お客さんの行動をうながす秘訣
突然ですが、
人は目標に近づけば近づくほど、そこへたどりつくためにより多くの努力をするようになる。
って、どういうことか分かりますか?
このような実験結果があるんです。
コーヒーを1杯飲むたびにスタンプが1個押されるカードがあります。
そのカードにスタンプが10個たまると無料でコーヒーが1杯もらえるしくみですね。
実験では、2つのカードが用意されました。
1つはスタンプが10か所押せるカードで、まだ1つもスタンプは押されていないもの。
もう1つはスタンプが12か所押せるカードで、すでにスタンプが2個押されているもの。
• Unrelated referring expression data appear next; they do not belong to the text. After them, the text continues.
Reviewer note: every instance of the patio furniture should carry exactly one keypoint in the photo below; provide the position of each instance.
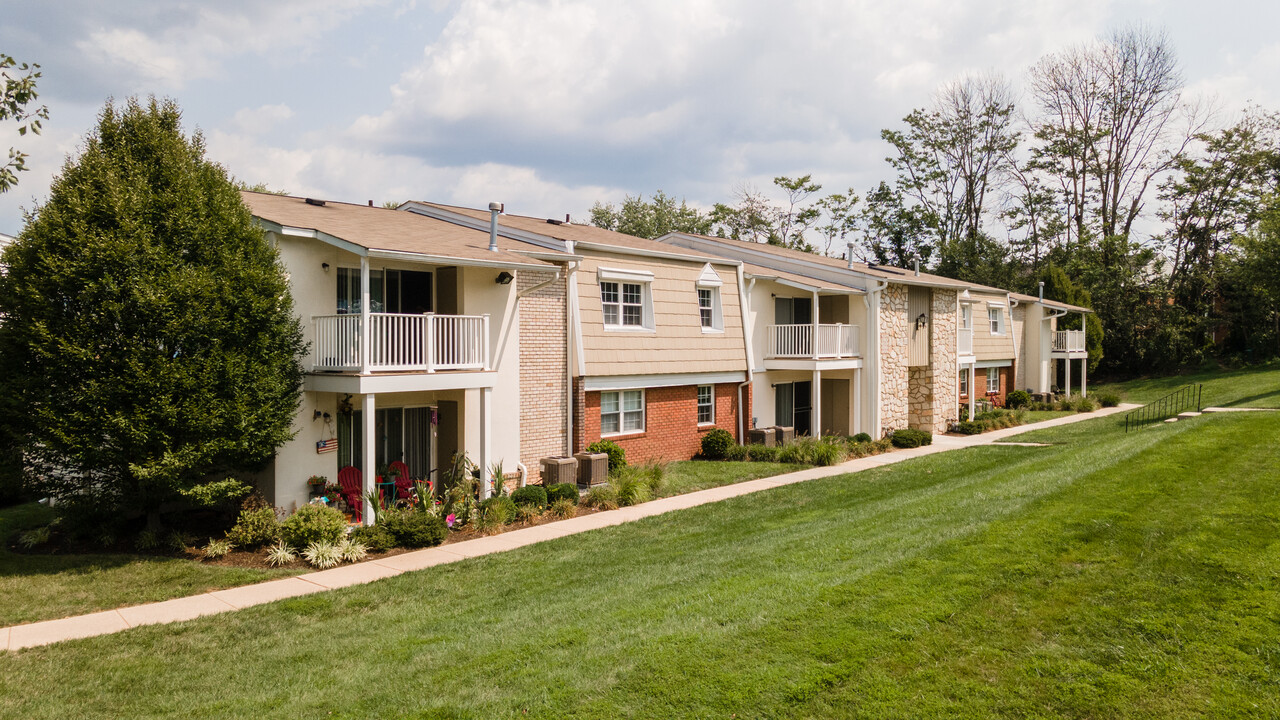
(350, 482)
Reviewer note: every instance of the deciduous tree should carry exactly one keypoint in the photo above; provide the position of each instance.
(149, 341)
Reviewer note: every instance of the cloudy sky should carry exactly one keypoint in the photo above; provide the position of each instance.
(551, 106)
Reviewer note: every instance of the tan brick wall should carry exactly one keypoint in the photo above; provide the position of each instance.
(671, 422)
(543, 368)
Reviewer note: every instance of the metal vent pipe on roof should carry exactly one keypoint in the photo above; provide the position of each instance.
(494, 208)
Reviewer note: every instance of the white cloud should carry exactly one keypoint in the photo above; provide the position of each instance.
(257, 121)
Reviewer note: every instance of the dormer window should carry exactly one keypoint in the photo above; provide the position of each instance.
(709, 314)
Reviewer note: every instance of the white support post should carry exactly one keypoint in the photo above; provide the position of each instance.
(858, 400)
(430, 342)
(369, 473)
(973, 388)
(813, 338)
(364, 317)
(816, 405)
(483, 460)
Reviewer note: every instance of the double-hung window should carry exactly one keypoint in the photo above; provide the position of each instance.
(625, 299)
(705, 309)
(996, 317)
(705, 405)
(624, 304)
(621, 411)
(709, 314)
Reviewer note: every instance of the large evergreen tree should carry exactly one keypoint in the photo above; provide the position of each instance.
(149, 341)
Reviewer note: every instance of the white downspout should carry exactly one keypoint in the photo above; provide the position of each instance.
(873, 372)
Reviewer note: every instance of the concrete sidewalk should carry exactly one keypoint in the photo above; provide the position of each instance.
(46, 632)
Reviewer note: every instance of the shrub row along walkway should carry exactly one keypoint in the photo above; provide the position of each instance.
(17, 637)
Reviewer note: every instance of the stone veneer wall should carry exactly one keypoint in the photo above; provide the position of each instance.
(945, 396)
(892, 350)
(543, 370)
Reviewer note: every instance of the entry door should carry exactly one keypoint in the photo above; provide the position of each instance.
(420, 442)
(804, 408)
(792, 310)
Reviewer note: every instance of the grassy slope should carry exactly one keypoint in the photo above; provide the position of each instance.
(693, 474)
(1251, 387)
(39, 587)
(1110, 575)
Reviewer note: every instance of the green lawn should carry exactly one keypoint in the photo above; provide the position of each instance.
(41, 587)
(1111, 575)
(1249, 387)
(696, 474)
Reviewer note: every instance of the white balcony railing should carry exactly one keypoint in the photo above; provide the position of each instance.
(796, 341)
(401, 342)
(1069, 341)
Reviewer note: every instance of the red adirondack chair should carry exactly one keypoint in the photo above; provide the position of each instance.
(403, 484)
(351, 484)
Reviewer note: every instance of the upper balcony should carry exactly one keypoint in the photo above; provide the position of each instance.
(400, 343)
(798, 342)
(1068, 342)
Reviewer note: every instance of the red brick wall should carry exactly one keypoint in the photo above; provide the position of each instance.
(671, 422)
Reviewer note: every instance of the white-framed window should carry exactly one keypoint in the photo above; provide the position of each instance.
(708, 300)
(624, 304)
(996, 317)
(705, 405)
(626, 299)
(621, 411)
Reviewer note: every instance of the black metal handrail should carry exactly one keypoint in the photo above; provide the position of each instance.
(1178, 401)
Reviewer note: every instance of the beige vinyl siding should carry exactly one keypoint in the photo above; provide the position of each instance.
(987, 346)
(677, 342)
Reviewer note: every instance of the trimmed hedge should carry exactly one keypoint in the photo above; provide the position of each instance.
(617, 456)
(716, 443)
(414, 528)
(312, 523)
(909, 437)
(530, 495)
(562, 491)
(1018, 399)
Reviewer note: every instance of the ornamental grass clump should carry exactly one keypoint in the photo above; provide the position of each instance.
(279, 554)
(562, 491)
(218, 548)
(323, 555)
(602, 497)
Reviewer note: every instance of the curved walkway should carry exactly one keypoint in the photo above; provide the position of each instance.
(106, 621)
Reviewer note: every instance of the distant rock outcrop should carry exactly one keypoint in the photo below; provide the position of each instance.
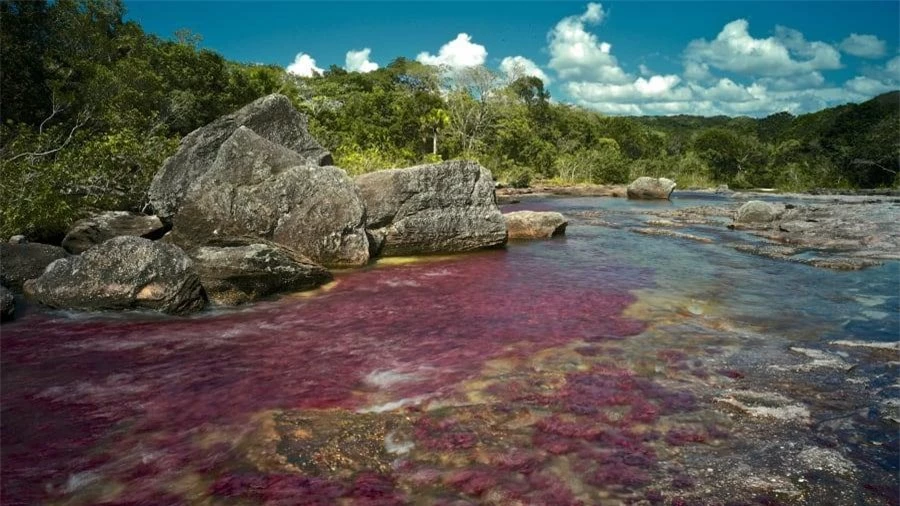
(99, 228)
(439, 208)
(122, 273)
(650, 188)
(272, 117)
(258, 189)
(24, 261)
(244, 273)
(756, 211)
(534, 225)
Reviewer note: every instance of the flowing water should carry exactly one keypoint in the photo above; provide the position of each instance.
(603, 367)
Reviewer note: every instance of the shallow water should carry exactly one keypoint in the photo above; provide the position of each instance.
(603, 367)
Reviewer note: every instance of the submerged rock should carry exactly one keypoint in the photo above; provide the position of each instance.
(7, 304)
(756, 211)
(272, 117)
(94, 230)
(259, 189)
(534, 225)
(21, 262)
(439, 208)
(650, 188)
(239, 274)
(122, 273)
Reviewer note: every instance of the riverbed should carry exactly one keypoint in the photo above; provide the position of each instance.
(602, 367)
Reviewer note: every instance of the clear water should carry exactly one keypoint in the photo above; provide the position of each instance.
(603, 367)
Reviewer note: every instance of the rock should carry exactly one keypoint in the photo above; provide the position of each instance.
(439, 208)
(650, 188)
(122, 273)
(271, 117)
(756, 211)
(534, 225)
(7, 304)
(21, 262)
(239, 274)
(258, 189)
(97, 229)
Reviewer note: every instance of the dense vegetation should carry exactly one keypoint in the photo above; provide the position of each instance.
(90, 106)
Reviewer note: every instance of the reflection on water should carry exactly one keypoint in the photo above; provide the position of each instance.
(604, 367)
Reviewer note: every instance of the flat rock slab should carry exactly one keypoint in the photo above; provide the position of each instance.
(439, 208)
(122, 273)
(21, 262)
(240, 274)
(534, 225)
(89, 232)
(272, 117)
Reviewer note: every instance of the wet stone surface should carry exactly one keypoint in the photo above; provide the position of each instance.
(607, 367)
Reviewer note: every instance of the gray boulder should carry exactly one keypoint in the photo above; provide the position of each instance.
(237, 274)
(756, 211)
(122, 273)
(7, 304)
(650, 188)
(21, 262)
(439, 208)
(272, 117)
(258, 189)
(534, 225)
(99, 228)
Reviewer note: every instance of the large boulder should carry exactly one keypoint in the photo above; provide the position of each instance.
(21, 262)
(244, 273)
(438, 208)
(94, 230)
(258, 189)
(272, 117)
(756, 211)
(7, 304)
(650, 188)
(534, 225)
(122, 273)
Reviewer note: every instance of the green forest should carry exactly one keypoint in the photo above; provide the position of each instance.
(91, 105)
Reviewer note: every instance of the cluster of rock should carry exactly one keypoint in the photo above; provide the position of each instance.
(248, 206)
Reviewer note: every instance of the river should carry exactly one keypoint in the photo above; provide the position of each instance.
(602, 367)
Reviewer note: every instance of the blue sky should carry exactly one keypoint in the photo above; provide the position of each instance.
(727, 57)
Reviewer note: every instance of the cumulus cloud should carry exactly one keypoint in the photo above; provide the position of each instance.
(304, 66)
(576, 53)
(518, 66)
(458, 53)
(863, 46)
(358, 61)
(788, 53)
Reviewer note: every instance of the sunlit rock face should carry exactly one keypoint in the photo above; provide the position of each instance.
(650, 188)
(258, 189)
(122, 273)
(439, 208)
(272, 117)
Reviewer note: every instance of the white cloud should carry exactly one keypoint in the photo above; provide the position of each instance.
(358, 61)
(800, 82)
(304, 66)
(788, 53)
(519, 66)
(458, 53)
(577, 54)
(864, 46)
(868, 86)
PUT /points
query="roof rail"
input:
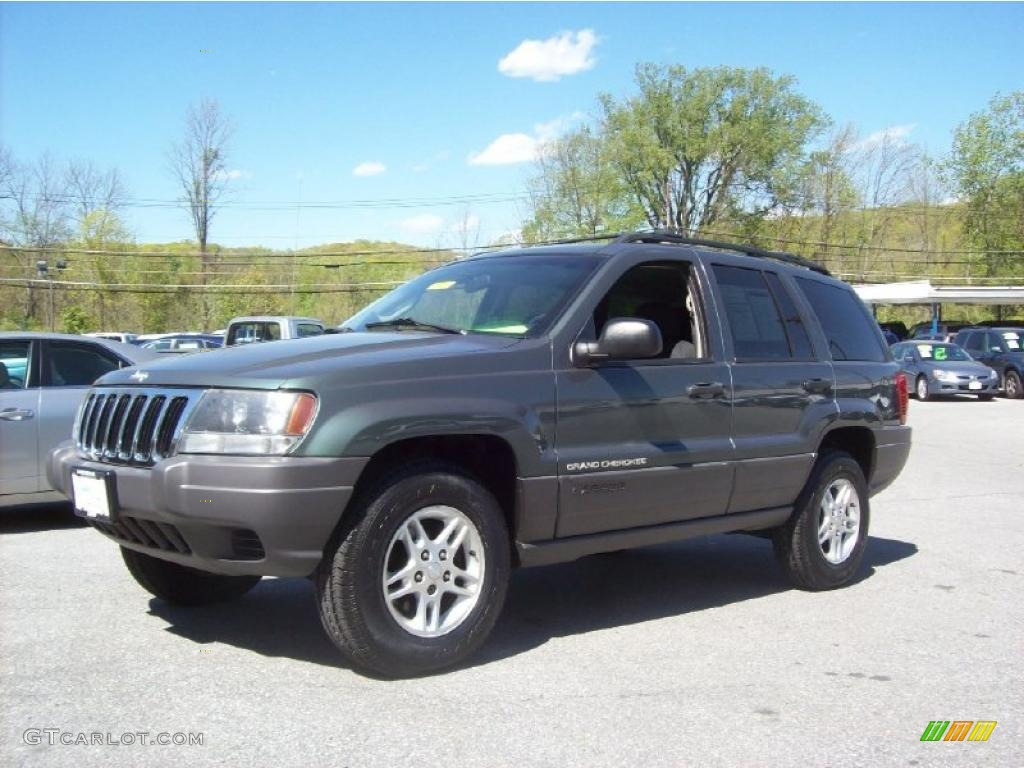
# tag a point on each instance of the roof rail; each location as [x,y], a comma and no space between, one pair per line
[671,236]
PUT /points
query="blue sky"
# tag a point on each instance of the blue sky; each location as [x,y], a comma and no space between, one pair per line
[317,90]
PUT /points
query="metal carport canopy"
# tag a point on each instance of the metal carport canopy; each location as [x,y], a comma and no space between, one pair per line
[923,292]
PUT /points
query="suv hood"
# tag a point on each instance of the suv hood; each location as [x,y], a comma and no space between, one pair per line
[297,363]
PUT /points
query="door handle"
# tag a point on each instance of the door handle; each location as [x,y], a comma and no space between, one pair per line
[12,414]
[817,386]
[711,389]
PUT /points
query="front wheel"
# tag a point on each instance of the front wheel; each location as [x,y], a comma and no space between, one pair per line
[1012,385]
[419,577]
[822,544]
[180,585]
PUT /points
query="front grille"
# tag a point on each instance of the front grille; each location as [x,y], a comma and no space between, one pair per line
[132,425]
[160,536]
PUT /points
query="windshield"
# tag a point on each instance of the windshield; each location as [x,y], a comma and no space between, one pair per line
[941,352]
[512,296]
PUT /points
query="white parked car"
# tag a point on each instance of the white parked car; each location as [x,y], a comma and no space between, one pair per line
[124,338]
[43,378]
[270,328]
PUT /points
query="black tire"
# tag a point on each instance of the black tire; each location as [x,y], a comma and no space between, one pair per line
[1012,385]
[796,543]
[918,389]
[352,605]
[180,585]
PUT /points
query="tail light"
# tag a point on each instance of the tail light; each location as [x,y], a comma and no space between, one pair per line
[902,396]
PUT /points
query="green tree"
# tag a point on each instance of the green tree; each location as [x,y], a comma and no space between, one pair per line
[986,170]
[695,144]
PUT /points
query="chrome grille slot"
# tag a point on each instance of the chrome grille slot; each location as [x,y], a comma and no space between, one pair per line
[133,425]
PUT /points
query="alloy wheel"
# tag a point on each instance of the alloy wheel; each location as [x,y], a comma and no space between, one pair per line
[433,571]
[839,521]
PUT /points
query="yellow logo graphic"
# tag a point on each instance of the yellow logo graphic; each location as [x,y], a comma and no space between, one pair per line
[958,730]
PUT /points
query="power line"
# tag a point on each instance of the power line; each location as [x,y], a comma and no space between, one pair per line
[117,287]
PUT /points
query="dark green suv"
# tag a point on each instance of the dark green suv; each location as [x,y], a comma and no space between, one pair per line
[514,409]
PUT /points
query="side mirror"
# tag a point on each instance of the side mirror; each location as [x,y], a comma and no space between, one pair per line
[622,339]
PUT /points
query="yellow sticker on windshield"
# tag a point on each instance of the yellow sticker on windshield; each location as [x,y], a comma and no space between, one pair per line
[503,330]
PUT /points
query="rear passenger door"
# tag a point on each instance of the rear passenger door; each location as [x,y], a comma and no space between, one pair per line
[865,391]
[18,412]
[782,386]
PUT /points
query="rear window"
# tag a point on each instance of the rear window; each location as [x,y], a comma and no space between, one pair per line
[755,322]
[13,365]
[253,332]
[851,332]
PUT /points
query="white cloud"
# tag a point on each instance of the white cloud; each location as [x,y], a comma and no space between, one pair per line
[894,134]
[510,148]
[439,157]
[425,223]
[547,60]
[467,224]
[370,168]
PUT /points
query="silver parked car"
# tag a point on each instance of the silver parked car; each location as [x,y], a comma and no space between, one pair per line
[935,368]
[42,380]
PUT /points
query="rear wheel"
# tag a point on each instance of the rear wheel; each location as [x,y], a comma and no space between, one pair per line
[1012,385]
[419,577]
[180,585]
[922,389]
[822,545]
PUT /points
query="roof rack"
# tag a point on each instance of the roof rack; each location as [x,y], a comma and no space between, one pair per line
[671,236]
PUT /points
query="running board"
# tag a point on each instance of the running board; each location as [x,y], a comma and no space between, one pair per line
[563,550]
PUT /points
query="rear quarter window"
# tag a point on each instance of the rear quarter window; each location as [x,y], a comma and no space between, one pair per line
[847,325]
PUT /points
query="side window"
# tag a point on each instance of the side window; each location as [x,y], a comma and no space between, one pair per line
[995,343]
[14,364]
[77,365]
[663,293]
[847,325]
[755,322]
[799,340]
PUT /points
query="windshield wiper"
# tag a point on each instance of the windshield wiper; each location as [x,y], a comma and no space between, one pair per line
[413,324]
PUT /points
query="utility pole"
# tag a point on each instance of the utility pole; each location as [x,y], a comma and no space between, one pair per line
[43,270]
[668,207]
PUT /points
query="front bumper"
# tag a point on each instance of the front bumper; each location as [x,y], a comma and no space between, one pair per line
[962,387]
[233,515]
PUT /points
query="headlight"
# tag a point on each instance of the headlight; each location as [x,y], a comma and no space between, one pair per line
[250,423]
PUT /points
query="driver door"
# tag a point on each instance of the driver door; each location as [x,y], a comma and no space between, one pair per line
[646,441]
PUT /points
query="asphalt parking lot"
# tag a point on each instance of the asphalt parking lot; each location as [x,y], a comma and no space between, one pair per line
[695,653]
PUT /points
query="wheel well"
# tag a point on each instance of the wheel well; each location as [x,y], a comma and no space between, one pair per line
[489,459]
[857,441]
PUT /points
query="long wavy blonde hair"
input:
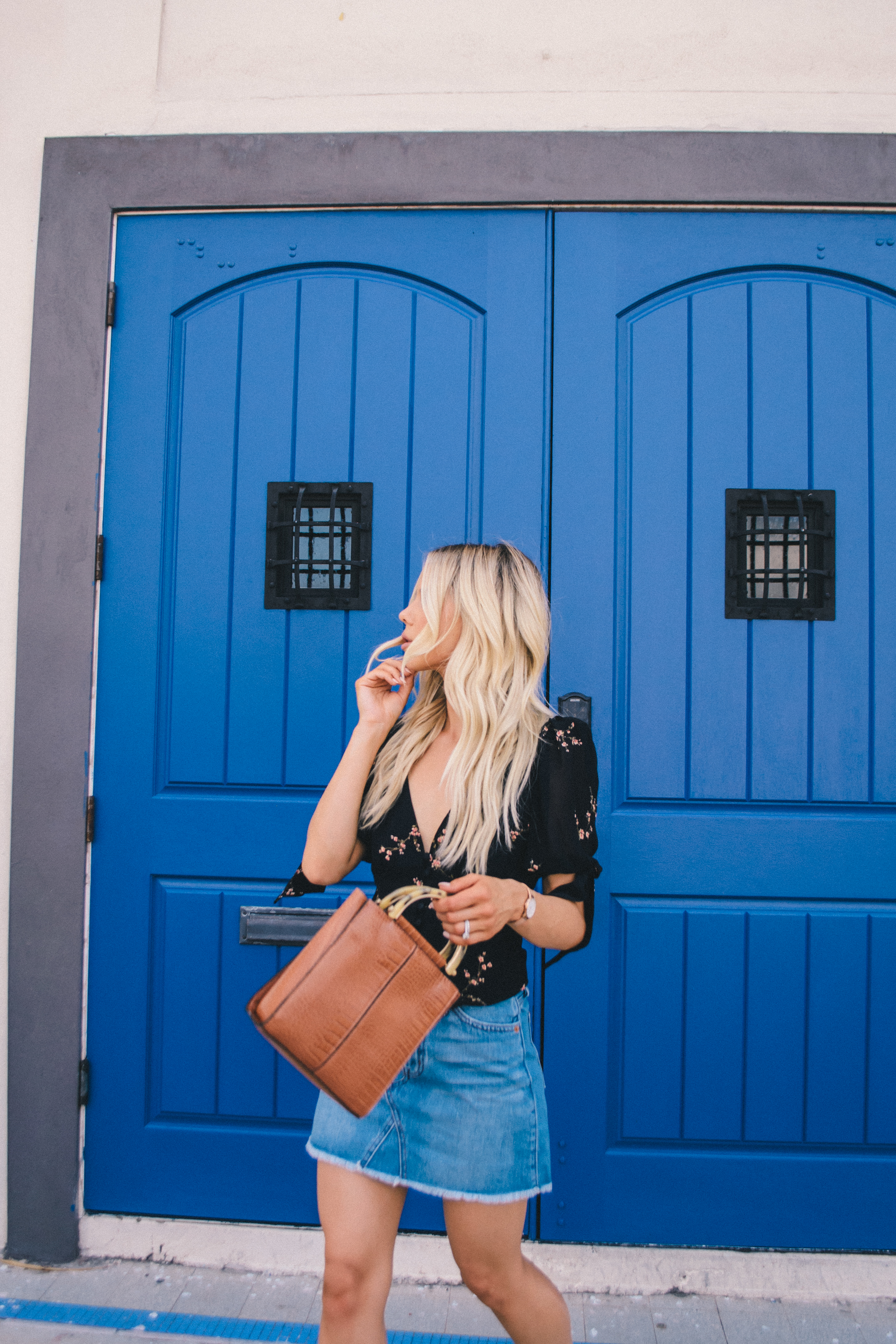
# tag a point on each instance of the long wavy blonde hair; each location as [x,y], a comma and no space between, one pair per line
[493,680]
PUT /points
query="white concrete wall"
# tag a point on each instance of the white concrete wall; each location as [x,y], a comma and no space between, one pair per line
[88,68]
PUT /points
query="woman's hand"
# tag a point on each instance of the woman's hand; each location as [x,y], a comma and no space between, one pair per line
[491,904]
[487,902]
[378,703]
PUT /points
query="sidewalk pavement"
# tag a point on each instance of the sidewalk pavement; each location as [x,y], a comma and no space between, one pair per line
[433,1313]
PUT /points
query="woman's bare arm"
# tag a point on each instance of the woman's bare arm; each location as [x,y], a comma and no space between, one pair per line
[332,847]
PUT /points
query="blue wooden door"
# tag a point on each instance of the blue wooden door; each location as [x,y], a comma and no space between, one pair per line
[722,1062]
[253,349]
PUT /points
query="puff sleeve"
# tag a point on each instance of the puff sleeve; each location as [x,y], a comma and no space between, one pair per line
[565,804]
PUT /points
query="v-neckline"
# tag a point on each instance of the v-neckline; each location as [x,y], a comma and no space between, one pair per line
[439,830]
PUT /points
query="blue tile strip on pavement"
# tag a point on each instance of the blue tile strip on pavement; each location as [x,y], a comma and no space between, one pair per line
[184,1323]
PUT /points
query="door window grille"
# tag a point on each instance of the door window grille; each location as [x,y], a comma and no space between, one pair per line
[319,545]
[780,556]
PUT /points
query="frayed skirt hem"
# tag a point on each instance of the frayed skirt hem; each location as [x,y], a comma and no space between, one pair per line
[425,1190]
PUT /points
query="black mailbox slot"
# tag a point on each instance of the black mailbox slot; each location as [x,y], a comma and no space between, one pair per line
[280,928]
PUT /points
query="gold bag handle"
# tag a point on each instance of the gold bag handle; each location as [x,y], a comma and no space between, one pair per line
[397,904]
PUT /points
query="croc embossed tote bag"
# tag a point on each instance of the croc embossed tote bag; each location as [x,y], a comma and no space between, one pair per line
[354,1006]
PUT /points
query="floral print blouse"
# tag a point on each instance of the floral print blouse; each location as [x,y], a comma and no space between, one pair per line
[557,835]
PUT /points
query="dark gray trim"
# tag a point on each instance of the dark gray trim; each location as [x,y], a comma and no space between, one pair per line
[85,181]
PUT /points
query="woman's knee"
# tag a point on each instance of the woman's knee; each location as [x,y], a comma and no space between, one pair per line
[350,1285]
[492,1284]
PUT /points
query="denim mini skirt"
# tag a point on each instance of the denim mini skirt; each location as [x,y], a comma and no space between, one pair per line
[465,1119]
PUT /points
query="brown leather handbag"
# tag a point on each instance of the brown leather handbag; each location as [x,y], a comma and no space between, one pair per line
[351,1010]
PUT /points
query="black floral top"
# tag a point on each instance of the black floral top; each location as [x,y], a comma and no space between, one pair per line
[557,835]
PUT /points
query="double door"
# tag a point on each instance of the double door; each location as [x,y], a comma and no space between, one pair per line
[721,1060]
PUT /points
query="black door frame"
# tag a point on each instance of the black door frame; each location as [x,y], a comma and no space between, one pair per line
[85,182]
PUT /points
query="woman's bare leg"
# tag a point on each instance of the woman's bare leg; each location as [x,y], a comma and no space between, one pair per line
[359,1217]
[485,1243]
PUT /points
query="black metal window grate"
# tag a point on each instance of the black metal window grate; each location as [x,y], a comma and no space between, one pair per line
[319,545]
[780,556]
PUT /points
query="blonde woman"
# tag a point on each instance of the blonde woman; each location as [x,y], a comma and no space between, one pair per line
[480,791]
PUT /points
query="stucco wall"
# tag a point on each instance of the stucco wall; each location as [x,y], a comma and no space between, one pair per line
[179,66]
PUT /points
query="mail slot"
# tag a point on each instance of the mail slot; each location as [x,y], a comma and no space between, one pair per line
[281,928]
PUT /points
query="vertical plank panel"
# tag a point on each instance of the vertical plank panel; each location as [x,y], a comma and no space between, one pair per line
[190,1000]
[382,404]
[781,461]
[776,1027]
[884,608]
[718,647]
[323,436]
[256,721]
[202,565]
[441,429]
[840,393]
[516,357]
[659,456]
[836,1061]
[652,1038]
[714,1025]
[246,1069]
[882,1038]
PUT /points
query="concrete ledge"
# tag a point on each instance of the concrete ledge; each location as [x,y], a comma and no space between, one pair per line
[624,1271]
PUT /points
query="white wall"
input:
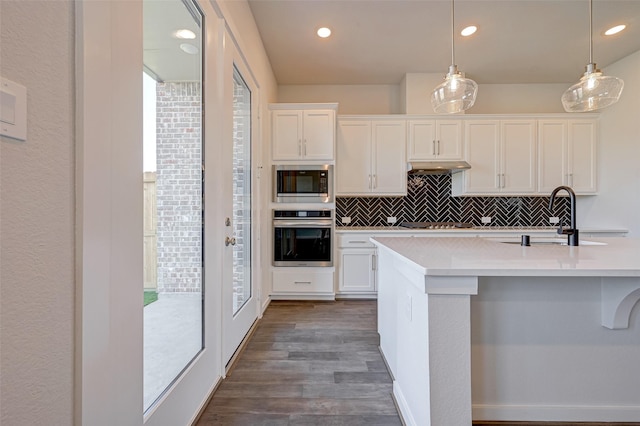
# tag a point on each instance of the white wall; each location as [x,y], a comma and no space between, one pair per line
[241,23]
[413,96]
[352,99]
[37,229]
[618,201]
[518,98]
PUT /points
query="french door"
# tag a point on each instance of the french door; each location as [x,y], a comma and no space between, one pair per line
[239,304]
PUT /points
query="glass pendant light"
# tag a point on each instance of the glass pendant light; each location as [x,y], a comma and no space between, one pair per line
[594,90]
[455,93]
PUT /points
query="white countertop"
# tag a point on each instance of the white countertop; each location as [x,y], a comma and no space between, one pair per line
[453,256]
[551,230]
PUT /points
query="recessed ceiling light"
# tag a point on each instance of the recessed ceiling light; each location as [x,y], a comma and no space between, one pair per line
[189,48]
[184,34]
[615,30]
[323,32]
[469,30]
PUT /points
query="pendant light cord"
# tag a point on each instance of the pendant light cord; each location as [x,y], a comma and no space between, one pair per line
[590,31]
[453,56]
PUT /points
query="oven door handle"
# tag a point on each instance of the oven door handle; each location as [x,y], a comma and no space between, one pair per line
[301,224]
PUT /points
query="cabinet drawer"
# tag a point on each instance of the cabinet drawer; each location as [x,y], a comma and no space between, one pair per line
[303,281]
[355,241]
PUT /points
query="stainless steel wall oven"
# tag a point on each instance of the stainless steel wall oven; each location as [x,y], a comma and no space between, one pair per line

無料でコーヒーをもらうためには、どちらのカードでも10個のスタンプが必要ですよね。
にもかかわらず、はじめからスタンプが2個押されていたカードを使ったほうが、コーヒーを飲む回数が多くなる結果になったんですね。
これは、あたかも目標に向かって前進しているかのように思えることで、目標へたどりつくための努力を進んでするようになった、と言えませんか。
人が目標を達成したいと考えるとき、どれだけ到達したかというようなとらえ方をしますよね。
だとすると、お客さま特典をオファーするとき、すでに目標の一部が達成された状況をお客さまに提供してあげれば、お客さまは自ら進んでその特典をもらうように努力してくれるってことですね。
なぜ人は「並んでいる店」に、つい並んでしまうのか?
もうひとつ、お客さまの行動をうながす強力なスイッチがあります。**「他の人が、もう選んでいる」**と見せることです。
先日、こんなことがありました。札幌で、評判のお店に行列ができていたので並んでみたんです。で、実際に食べてみたら……正直、僕には「普通」だったんですね。
そのとき、自分でも驚いたんですが、頭に浮かんだのが**「これだけ人が並んでるのに普通に感じるのは、自分の舌が未熟だからか?」**という考えだったんです(笑)。
おかしいでしょう。自分の舌より、行列のほうを信じているんですから。これがバンドワゴン効果——行列やクチコミ、SNSでの人気といった他人の評価を基準に判断してしまう心理です。それくらい強力なんですよ。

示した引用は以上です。